A agência apontou duas infrações: a empresa funcionava sem Autorização de Funcionamento (AFE) e divulgava um dispositivo médico sem registro — documentos obrigatórios para qualquer serviço sujeito à vigilância sanitária.
A proibição abrange a comercialização, a distribuição, a propaganda e o uso da plataforma em todo o país, com vigência imediata.
O que é a plataforma Voy
A Voy se apresentava como um serviço digital que reunia atendimento remoto por profissionais de saúde e intermediava etapas do tratamento para obesidade. Quando havia indicação médica, a plataforma facilitava ainda o acesso a medicamentos por meio de empresas parceiras — modelo que combina telemedicina, prescrição e distribuição de insumos.
O segmento cresceu no Brasil acompanhando a popularização dos medicamentos para emagrecimento, como os análogos de GLP-1, ampliando o interesse regulatório da Anvisa sobre plataformas que atuam nesse nicho sem o devido credenciamento sanitário.
O que a Anvisa não revelou
A resolução que bane a Voy não identifica qual era o dispositivo médico envolvido nem detalha como ocorria sua comercialização. A agência foi questionada sobre quais outras irregularidades foram identificadas durante a fiscalização, mas não respondeu até o fechamento desta matéria.
A Voy foi procurada para comentar a proibição, mas também não se manifestou até a última atualização desta reportagem.

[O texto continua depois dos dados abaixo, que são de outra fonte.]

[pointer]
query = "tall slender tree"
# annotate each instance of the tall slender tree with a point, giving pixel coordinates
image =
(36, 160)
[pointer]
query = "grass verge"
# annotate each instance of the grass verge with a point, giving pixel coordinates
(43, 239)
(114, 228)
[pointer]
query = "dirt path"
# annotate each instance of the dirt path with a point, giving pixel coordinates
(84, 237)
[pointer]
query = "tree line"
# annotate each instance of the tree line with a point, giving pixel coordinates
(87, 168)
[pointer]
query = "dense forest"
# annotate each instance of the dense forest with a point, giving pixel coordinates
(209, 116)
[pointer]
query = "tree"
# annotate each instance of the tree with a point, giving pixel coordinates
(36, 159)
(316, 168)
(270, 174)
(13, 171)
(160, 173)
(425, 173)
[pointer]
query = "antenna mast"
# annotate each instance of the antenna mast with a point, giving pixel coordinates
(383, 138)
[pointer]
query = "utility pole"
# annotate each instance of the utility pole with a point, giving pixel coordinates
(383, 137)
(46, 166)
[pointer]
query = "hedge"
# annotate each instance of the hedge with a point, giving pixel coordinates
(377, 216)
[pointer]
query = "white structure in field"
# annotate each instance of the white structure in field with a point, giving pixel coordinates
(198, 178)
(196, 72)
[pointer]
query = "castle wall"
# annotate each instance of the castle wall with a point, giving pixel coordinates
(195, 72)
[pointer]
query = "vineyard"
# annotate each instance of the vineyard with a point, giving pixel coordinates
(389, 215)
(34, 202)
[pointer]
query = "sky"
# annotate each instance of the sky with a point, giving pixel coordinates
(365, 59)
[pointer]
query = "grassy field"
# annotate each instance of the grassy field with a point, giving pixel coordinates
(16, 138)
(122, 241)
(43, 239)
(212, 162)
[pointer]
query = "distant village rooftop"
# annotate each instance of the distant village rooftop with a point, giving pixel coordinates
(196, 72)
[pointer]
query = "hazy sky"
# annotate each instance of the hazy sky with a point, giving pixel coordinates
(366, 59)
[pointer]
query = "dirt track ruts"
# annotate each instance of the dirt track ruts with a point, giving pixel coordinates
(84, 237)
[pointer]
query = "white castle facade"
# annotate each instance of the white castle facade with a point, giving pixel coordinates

A ação integra um movimento mais amplo de fiscalização sobre plataformas e produtos de saúde sem regularização em canais digitais. Na semana anterior, a Anvisa havia banido um alisante capilar vendido exclusivamente pela internet que circulava com o cadastro sanitário de outra empresa — sinal de que o ambiente digital se tornou foco prioritário das autuações sanitárias.
Usuários que estavam em acompanhamento para obesidade pela Voy são diretamente afetados pela medida e devem buscar outros serviços regularizados. A Anvisa não informou se há risco imediato para quem já utilizou a plataforma ou o dispositivo médico envolvido.